However, as Mr. Martin brought pieces of apple pie over to their booth, and Joey and Jimmy spoke about Martin's products, a distinctive "hic" came from D.J.'s mouth. Then, another. Stephanie just shook her head as D.J. continued to hiccup.

D.J. drank some water, then they got in place again. However, this time, D.J. said, "She shuly has..." instead of "she truly has..." D.J. looked at Mr. Martin and asked, "Can I just say 'she has a sweet tooth' instead of adding 'truly'?"

"That would be fine."

"Thanks, it's, well..." D.J. wasn't sure how to explain that she kept wondering what Jimmy was thinking as she made little flub after little flub.

Stephanie decided that, if D.J. was telling the truth about not being nervous because Jimmy was "hot," there was only one other possibility in her mind, one that she didn't really understand, but that she'd heard of.

"It's okay, D.J.. You're just worried since you're acting, if you mess up too bad, Hollywood might blacklist you and say you can't act again."

D.J. was momentarily glad for the break. "Steph, I wouldn't be blacklisted for messing up an ad."

"And of course, if you mess up too bad, they might not stop there. Maybe they'll even say you can't watch a movie again." Her words became muffled, then silenced, as D.J. had swiped a cookie from a shelf and placed it in Stephanie's mouth. "That would be...Mmmpf," she said before taking the cookie out and staring at it.

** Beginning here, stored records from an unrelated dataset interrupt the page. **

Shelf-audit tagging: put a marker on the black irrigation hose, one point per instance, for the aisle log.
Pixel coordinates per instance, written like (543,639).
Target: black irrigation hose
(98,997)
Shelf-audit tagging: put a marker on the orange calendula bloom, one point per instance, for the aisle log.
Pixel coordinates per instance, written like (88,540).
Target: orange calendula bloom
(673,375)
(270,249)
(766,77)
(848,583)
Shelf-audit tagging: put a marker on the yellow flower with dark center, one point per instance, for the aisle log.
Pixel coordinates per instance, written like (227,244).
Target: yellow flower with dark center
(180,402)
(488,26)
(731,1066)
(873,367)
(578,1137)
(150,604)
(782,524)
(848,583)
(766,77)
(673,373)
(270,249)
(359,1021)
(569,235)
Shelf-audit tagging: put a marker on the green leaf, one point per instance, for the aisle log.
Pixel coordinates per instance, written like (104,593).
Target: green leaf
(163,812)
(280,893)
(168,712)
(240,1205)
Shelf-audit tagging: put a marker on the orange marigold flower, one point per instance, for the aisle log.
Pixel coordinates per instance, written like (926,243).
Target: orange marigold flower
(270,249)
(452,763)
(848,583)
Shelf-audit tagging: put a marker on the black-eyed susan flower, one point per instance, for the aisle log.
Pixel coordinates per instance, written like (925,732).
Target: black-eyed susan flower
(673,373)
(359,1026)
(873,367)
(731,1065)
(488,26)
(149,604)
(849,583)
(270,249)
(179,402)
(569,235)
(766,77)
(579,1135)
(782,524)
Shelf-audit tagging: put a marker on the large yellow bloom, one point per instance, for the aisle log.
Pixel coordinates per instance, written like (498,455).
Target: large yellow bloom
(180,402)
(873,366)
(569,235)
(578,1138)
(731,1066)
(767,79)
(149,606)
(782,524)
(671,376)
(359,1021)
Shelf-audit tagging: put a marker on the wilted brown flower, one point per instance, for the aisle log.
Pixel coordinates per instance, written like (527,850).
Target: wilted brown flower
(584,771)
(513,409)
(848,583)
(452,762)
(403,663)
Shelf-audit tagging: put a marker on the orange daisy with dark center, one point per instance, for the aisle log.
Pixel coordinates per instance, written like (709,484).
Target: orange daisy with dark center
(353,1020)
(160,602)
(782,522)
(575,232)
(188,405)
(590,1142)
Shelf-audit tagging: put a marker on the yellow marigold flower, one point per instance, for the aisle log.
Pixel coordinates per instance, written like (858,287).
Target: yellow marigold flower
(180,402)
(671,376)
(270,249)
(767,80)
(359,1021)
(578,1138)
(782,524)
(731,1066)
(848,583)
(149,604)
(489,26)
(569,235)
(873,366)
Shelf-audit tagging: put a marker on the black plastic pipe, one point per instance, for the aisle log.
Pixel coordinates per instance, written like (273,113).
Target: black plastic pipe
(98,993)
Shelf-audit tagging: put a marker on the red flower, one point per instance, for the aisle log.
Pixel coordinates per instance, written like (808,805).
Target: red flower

"What is it, Steph?" Joey asked.

"I'm not sure whether to say 'how rude' or not. I've never been interrupted by a cookie."

"Be glad Michelle isn't here. If you hesitated long enough she might take it," D.J. joked. She was glad Stephanie was only rambling about movies, but she was also anxious - if she told Stephanie that's not what she was afraid of, Stephanie might blurt out something about D.J. thinking Jimmy was "really hot." Of all the people Stephanie could pick up words from, why did she pick them up from Kimmy sometimes?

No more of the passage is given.